I emphasized theory-induced blindness in my discussion of flaws in
Bernoulli’s model that remained unquestioned for more than two centuries.
But of course theory-induced blindness is not restricted to expected utility
theory. Prospect theory has flaws of its own, and theory-induced blindness


to these flaws has contributed to its acceptance as the main alternative to
utility theory.
Consider the assumption of prospect theory, that the reference point,
usually the status quo, has a value of zero. This assumption seems
reasonable, but it leads to some absurd consequences. Have a good look
at the following prospects. What would it be like to own them?
A. one chance in a million to win $1 million
B. 90% chance to win $12 and 10% chance to win nothing
C. 90% chance to win $1 million and 10% chance to win nothing
Winning nothing is a possible outcome in all three gambles, and prospect
theory assigns the same value to that outcome in the three cases. Winning
nothing is the reference point and its value is zero. Do these statements
correspond to your experience? Of course not. Winning nothing is a
nonevent in the first two cases, and assigning it a value of zero makes
good sense.

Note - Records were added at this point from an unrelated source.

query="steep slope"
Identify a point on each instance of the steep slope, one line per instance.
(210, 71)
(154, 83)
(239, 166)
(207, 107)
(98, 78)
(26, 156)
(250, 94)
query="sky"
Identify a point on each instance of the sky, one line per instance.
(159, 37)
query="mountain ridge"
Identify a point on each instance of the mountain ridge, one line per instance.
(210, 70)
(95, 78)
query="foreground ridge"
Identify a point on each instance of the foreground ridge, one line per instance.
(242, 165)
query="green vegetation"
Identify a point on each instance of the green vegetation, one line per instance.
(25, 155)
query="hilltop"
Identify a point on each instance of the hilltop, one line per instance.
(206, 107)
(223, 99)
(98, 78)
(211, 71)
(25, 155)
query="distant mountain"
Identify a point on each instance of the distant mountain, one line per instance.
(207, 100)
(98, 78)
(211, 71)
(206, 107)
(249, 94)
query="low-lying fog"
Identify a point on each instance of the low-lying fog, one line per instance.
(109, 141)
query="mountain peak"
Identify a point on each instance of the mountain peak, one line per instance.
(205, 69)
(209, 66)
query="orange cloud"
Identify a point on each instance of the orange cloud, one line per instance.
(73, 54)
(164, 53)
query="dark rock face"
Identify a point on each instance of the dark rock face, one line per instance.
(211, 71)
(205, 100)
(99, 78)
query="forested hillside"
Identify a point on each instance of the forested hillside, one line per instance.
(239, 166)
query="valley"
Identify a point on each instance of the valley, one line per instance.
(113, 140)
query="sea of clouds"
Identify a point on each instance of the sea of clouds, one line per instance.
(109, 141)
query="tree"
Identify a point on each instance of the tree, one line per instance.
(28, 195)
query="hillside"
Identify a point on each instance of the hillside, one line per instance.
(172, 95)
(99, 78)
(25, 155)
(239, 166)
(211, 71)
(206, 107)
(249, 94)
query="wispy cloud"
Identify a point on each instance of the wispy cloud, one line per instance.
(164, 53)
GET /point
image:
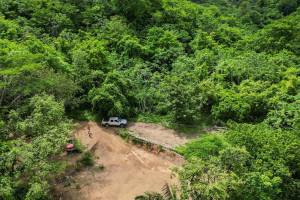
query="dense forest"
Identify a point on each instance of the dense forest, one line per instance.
(225, 62)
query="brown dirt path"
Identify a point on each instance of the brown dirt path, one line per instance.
(129, 170)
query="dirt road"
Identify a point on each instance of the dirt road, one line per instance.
(129, 170)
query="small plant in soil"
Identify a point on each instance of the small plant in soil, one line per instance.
(78, 166)
(100, 167)
(77, 186)
(87, 159)
(67, 184)
(161, 148)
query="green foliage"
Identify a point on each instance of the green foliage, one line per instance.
(87, 159)
(275, 156)
(168, 61)
(209, 145)
(78, 145)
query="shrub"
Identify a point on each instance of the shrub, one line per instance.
(101, 167)
(77, 186)
(78, 145)
(78, 166)
(209, 145)
(87, 159)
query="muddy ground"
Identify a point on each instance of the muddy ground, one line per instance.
(129, 170)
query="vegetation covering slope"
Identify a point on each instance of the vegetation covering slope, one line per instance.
(222, 60)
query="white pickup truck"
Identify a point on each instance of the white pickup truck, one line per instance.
(114, 121)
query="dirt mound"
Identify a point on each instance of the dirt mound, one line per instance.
(129, 170)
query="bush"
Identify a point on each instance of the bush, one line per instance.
(87, 159)
(78, 166)
(77, 186)
(209, 145)
(101, 167)
(77, 145)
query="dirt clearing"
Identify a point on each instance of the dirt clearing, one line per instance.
(128, 170)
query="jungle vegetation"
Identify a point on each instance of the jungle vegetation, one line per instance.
(232, 62)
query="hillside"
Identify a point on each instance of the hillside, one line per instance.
(181, 63)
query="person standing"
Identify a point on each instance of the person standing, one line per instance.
(89, 131)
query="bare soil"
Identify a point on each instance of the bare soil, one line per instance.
(129, 170)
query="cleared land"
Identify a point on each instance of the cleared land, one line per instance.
(129, 170)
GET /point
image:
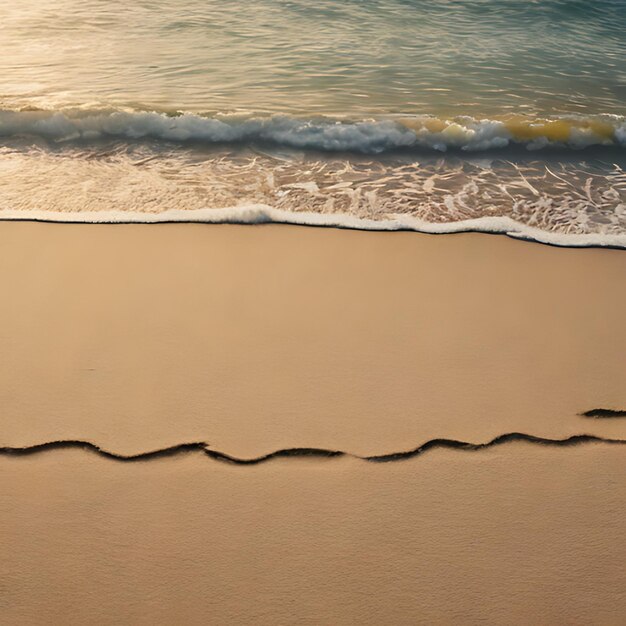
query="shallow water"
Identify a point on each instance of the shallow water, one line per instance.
(444, 110)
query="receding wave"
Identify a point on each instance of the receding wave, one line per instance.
(373, 136)
(575, 201)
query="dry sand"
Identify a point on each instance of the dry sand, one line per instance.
(518, 535)
(259, 338)
(255, 338)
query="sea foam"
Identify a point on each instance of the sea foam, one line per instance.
(373, 136)
(260, 214)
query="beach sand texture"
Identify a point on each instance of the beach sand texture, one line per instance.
(254, 339)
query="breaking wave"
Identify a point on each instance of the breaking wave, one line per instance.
(374, 136)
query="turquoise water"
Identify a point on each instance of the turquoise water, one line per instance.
(443, 111)
(339, 57)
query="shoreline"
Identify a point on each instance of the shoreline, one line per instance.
(260, 214)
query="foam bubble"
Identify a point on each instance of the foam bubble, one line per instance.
(366, 136)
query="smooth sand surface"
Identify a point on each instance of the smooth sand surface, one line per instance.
(256, 338)
(259, 338)
(519, 535)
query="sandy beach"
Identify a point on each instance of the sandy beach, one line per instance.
(252, 339)
(257, 338)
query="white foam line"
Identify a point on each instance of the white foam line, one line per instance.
(263, 214)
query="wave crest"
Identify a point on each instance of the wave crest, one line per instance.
(367, 136)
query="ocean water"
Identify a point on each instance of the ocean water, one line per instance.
(440, 115)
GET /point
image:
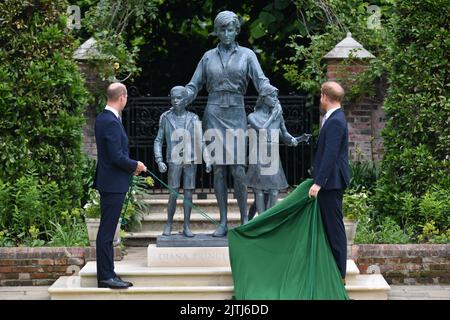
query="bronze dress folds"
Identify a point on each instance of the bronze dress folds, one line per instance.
(284, 253)
(255, 177)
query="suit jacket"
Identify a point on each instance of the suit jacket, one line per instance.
(114, 165)
(331, 169)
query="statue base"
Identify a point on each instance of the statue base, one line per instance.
(176, 257)
(199, 240)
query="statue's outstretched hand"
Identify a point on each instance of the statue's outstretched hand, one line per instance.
(208, 167)
(294, 142)
(162, 167)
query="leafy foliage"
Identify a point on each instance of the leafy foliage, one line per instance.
(325, 23)
(42, 100)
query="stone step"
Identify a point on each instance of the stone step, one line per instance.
(144, 238)
(362, 287)
(207, 205)
(142, 276)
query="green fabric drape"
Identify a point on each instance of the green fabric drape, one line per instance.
(284, 253)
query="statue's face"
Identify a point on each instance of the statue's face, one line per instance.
(271, 100)
(227, 34)
(177, 99)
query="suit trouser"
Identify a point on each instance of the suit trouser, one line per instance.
(330, 203)
(111, 207)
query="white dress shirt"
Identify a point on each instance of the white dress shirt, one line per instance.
(328, 114)
(116, 113)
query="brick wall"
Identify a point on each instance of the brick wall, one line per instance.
(42, 266)
(406, 264)
(365, 116)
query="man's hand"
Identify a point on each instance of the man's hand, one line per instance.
(208, 167)
(294, 142)
(162, 167)
(277, 110)
(140, 168)
(314, 190)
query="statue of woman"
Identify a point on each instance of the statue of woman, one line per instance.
(226, 71)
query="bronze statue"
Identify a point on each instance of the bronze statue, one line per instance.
(267, 119)
(225, 71)
(181, 156)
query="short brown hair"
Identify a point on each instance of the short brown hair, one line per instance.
(115, 90)
(333, 91)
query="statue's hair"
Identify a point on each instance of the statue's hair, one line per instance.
(179, 88)
(265, 91)
(224, 18)
(115, 90)
(333, 91)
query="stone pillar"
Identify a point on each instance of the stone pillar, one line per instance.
(365, 116)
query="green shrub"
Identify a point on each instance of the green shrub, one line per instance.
(42, 100)
(416, 137)
(388, 231)
(72, 234)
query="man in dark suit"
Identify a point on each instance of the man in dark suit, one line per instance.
(112, 179)
(331, 172)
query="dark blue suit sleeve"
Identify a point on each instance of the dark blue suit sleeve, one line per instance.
(333, 138)
(113, 141)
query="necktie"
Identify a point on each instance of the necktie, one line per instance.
(323, 121)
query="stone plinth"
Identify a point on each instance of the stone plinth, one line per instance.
(187, 256)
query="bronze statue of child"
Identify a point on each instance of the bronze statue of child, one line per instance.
(182, 133)
(268, 115)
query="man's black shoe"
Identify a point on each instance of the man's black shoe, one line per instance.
(126, 282)
(112, 284)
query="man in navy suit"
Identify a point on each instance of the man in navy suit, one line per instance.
(112, 179)
(331, 172)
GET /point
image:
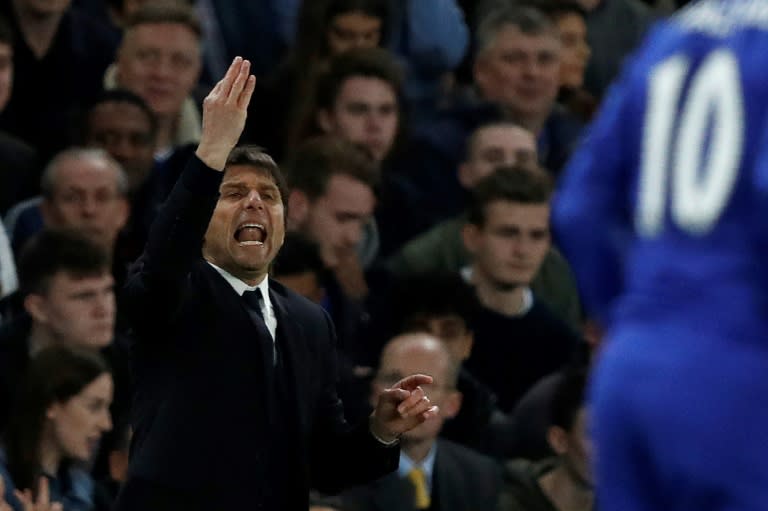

In contrast, failing to win in the third scenario is intensely
disappointing. Like a salary increase that has been promised informally,
the high probability of winning the large sum sets up a tentative new
reference point. Relative to your expectations, winning nothing will be
experienced as a large loss. Prospect theory cannot cope with this fact,
because it does not allow the value of an outcome (in this case, winning
nothing) to change when it is highly unlikely, or when the alternative is very
valuable. In simple words, prospect theory cannot deal with
disappointment. Disappointment and the anticipation of disappointment
are real, however, and the failure to acknowledge them is as obvious a
flow as the counterexamples that I invoked to criticize Bernoulli’s theory.
Prospect theory and utility theory also fail to allow for regret. The two
theories share the assumption that available options in a choice are
evaluated separately and independently, and that the option with the
highest value is selected. This assumption is certainly wrong, as the
following example shows.
Problem 6: Choose between 90% chance to win $1 million OR
$50 with certainty.
Problem 7: Choose between 90% chance to win $1 million OR
$150,000 with certainty.
Compare the anticipated pain of choosing the gamble and 
not winning in
the two cases. Failing to win is a disappointment in both, but the potential


pain is compounded in problem 7 by knowing that if you choose the
gamble and lose you will regret the “greedy” decision you made by
spurning a sure gift of $150,000. In regret, the experience of an outcome
depends on an option you could have adopted but did not.
Several economists and psychologists have proposed models of
decision making that are based on the emotions of regret and
disappointment. It is fair to say that these models have had less influence
than prospect theory, and the reason is instructive. The emotions of regret
and disappointment are real, and decision makers surely anticipate these
emotions when making their choices. The problem is that regret theories
make few striking predictions that would distinguish them from prospect
theory, which has the advantage of being simpler. The complexity of
prospect theory was more acceptable in the competition with expected
utility theory because it did predict observations that expected utility theory
could not explain.
Richer and more realistic assumptions do not suffice to make a theory
successful. Scientists use theories as a bag of working tools, and they will
not take on the burden of a heavier bag unless the new tools are very
useful. Prospect theory was accepted by many scholars not because it is
“true” but because the concepts that it added to utility theory, notably the
reference point and loss aversion, were worth the trouble; they yielded new
predictions that turned out to be true. We were lucky.